Die Tscheka bespitzelte die gesamte Bevölkerung von Sowjetrußland, von den Volkskommissaren bis hin zu ihren eigenen Agenten, deren Zahl mit der Zeit ins Unendliche wuchs. Die Arbeit der „Tschekisten“ umfaßte neben der Spionage auch Verhaftungen, physische und moralische Folter, Einzel- und Massenmord. Die Hinrichtungen fanden in der Regel in Kellern statt, vor denen Lastwagen anhielten, deren Motorengeräusche das Krachen der Schüsse und die Schreie der Opfer übertönten. In den dunkelsten Ecken dieser Keller, die „Totenschiffe“ genannt wurden, warteten Politiker, Offiziere, Priester, Aristokraten und Bürger auf ihr Schicksal.
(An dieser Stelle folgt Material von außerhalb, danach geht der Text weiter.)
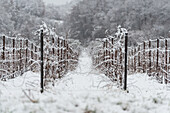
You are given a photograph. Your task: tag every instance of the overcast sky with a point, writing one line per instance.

Für sie alle kannte die sowjetische Justiz in der Regel nur eine Strafe: den Tod. „Wir“, sagten die Tschekisten, „führen keinen Kampf gegen Einzelpersonen, wir vernichten eine Klasse“.

„Mein Großvater Wladimir Jakowlew“, erinnert sich der Enkel heute, „war ein Mörder, ein blutrünstiger Henker, ein Tschekist. Zu seinen zahlreichen Opfern gehörten auch seine eigenen Eltern. Mein Großvater erschoß seinen Vater als Spekulanten. Seine Mutter, meine Urgroßmutter, erhängte sich, nachdem sie das gehört hatte.“

Wladimirs Großmutter hatte die meiste Zeit ihres Lebens als Berufs-Provokateurin gearbeitet. Sie stammte aus einer Adelsfamilie und nutzte ihre Herkunft, um freundschaftliche Beziehungen zu knüpfen und Bekannte dazu zu bewegen, sich ihr anzuvertrauen. Auf der Grundlage der Ergebnisse der Gespräche schrieb sie dann ihre Dienstberichte.

„Unter einer dünnen Schicht von Unwissenheit“, so der Journalist weiter, „sind meine glücklichen Kindheitserinnerungen vom Geist des Raubes, des Mordes, der Gewalt und des Verrats durchdrungen. Sie sind mit Blut getränkt. Geht es nur mir so? Wir alle, die wir in Rußland aufgewachsen sind, sind Enkelkinder von Opfern und Tätern. Wir alle, ohne Ausnahme. In Ihrer Familie gab es keine Opfer? Dann gab es Henker. Gab es keine Henker? Dann gab es Opfer. Gab es keine Opfer und keine Henker? Dann gibt es noch Geheimnisse. Daran besteht kein Zweifel! Ich glaube, daß wir den Einfluß der Tragödien der russischen Vergangenheit auf die Psyche der heutigen Generationen stark unterschätzen. Auf unsere Psyche“.

Um das Ausmaß vergangener Tragödien zu beurteilen, zählt man gewöhnlich die Toten. Doch um die Auswirkungen dieser Tragödien auf die Psyche künftiger Generationen zu beurteilen, so Jakowlew, darf man nicht die Toten zählen, sondern die Überlebenden, d. h.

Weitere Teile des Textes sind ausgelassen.